Authorities tended to identify suspects who were urban, mobile, educated and out of the ordinary, seeing these populations as threatening to imperial power. This included dubious French men and women seeking to escape their pasts, and all manner of foreigners, African students, soldiers and migrants.
Suspects under surveillance included: a Vietnamese cook in Dakar who dutifully reported receiving anonymous packages of communist newspapers, an Austrian couple on a dangerous trip through the Sahara, a group of Sierra Leonians gathering to discuss the ideas of Marcus Garvey, a French woman fleeing her fiance, and a French hunter looking to cash in on any scam possible in Dakar. Senegalese and Ivoiriens targeted by surveillance were more eager to share newspapers and create affinity groups than to try to launch a communist revolution.
French authorities found few communists, but nevertheless identified many suspects, as they kept up a vigilant surveillance, redefining “suspicion” as a much broader category characterized by concerns over mobility, space and power. The surveillance program of policing politics did not end when it could not find specific enemies; it simply redefined them.
The same could be said of the most famous state surveillance operation in history, undertaken by the Ministry for State Security (or Stasi) in the German Democratic Republic (DDR) during the Cold War era. The East German government aimed to protect the state and the party in power, the SED (Socialist Unity Party). As quality of life dwindled and people fled to the West when possible, enemies of the state morphed into anyone with a passing interest in the West or demonstrating a “hostile-negative attitude.”

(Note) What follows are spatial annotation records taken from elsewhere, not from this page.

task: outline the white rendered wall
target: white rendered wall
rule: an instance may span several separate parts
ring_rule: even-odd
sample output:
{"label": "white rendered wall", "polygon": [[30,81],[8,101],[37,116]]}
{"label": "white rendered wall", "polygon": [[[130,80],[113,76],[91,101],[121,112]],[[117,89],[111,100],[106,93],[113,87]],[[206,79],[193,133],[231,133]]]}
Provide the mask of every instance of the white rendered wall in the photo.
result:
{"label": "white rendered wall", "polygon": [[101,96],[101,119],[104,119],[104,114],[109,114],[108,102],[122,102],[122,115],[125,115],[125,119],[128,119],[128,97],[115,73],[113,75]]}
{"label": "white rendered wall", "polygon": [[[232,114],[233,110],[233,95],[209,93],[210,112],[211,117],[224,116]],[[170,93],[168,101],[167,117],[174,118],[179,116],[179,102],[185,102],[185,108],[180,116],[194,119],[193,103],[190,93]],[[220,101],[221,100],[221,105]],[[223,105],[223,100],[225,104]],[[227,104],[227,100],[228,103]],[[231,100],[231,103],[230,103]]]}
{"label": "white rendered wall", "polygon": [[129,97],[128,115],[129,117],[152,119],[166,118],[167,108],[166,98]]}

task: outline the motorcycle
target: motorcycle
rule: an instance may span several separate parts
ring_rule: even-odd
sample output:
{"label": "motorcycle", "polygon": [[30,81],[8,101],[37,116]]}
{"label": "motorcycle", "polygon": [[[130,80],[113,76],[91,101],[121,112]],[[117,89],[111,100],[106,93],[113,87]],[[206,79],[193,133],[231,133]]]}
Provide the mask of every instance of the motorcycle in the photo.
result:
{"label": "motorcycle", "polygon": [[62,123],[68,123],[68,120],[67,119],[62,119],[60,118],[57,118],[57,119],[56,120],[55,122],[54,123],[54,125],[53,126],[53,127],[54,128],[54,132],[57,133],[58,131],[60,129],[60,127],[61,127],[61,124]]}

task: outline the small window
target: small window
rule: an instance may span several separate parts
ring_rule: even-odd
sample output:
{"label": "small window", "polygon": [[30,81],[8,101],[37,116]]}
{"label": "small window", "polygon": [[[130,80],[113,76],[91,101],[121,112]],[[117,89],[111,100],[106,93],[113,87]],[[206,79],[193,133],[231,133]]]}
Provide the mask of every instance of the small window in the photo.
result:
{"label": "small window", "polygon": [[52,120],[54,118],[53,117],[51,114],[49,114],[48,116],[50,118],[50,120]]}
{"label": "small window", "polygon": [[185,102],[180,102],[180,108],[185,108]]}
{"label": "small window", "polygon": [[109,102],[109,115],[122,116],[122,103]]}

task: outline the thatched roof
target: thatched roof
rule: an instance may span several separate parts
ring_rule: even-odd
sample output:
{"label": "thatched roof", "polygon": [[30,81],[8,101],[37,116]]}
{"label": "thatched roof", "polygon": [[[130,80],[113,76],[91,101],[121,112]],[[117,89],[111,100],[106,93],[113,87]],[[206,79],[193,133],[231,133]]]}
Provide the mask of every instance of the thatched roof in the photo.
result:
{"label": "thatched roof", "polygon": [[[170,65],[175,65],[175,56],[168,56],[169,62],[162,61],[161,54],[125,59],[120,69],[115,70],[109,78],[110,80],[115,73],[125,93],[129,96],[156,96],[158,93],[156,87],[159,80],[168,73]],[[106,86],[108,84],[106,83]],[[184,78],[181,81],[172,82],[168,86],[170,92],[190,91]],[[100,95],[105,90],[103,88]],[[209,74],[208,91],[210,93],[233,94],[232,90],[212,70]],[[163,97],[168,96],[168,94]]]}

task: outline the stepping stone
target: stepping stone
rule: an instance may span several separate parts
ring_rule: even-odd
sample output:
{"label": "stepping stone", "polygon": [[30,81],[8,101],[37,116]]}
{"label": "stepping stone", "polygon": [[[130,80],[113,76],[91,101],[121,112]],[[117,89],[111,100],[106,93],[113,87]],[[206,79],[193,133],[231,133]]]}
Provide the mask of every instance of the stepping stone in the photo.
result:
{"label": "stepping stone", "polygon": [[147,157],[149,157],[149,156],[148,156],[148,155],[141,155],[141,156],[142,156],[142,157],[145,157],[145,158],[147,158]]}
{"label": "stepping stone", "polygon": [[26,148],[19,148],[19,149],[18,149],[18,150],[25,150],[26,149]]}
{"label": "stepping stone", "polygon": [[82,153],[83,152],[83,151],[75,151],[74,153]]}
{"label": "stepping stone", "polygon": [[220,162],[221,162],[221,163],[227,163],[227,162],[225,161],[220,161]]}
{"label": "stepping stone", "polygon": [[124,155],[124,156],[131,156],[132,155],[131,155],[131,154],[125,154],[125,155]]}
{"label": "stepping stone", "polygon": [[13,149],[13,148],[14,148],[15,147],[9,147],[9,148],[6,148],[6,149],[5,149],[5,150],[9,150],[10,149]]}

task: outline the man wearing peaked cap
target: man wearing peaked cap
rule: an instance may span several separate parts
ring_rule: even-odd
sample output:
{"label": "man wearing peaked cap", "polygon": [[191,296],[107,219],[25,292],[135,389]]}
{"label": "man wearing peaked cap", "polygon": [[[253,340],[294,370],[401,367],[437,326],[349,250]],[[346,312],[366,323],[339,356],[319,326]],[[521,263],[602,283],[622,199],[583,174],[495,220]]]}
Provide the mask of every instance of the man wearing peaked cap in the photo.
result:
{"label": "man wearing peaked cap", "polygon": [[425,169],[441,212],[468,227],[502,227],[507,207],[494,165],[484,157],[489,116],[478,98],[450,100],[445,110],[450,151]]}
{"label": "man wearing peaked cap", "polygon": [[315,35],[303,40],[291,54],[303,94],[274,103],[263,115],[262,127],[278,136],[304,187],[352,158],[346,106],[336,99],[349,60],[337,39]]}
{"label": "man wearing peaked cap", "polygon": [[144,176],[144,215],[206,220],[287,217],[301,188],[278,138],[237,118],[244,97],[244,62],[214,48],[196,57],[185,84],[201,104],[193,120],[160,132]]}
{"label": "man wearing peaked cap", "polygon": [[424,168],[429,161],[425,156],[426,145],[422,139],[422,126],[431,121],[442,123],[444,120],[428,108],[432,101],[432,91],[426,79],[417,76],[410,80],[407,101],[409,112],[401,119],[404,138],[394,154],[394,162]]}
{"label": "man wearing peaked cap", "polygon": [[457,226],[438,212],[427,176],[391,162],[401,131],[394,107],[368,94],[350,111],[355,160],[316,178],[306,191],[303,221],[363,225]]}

The DDR hired an unprecedented number of Stasi agents — far more than the Nazi Gestapo ever did. But what made the Stasi unique was the way they recruited informants (“inoffizielle Mitarbeiter” — IMs) from among the population to spy for them, sometimes through blackmail but also by offering small compensation such as the opportunity to travel.
The damage of turning a society on each other was far-reaching, as suspicion and secrecy became a defining feature of East German life. Once the Stasi files were opened, stories emerged of stepmothers spying on stepdaughters and professors reporting on their students, with repercussions lasting for decades.
State surveillance in China has a history as well. During the Cultural Revolution from 1966-1976 in Mao’s China, Red Guards, groups of young people trained in communist dogma, enforced rigid ideology by policing speech, dress and behavior. The idea that “bourgeois” enemies were poised to destroy the People’s Republic was a myth, but the resulting violence, persecution and imprisonment in camps multiplied rapidly and devastated Chinese society.
In all of these cases, whether they relied on citizen denunciations or professional agents, states exercised power in secret to identify dissidents in the interest of the self-preservation of the state. Never knowing if one is being secretly watched is part of the power of surveillance, both past and present.
What is new now is the unprecedented deployment of technology and the ability of states such as China, but also the United States and others, to conduct surveillance not only on dissidents or suspects, but everyone.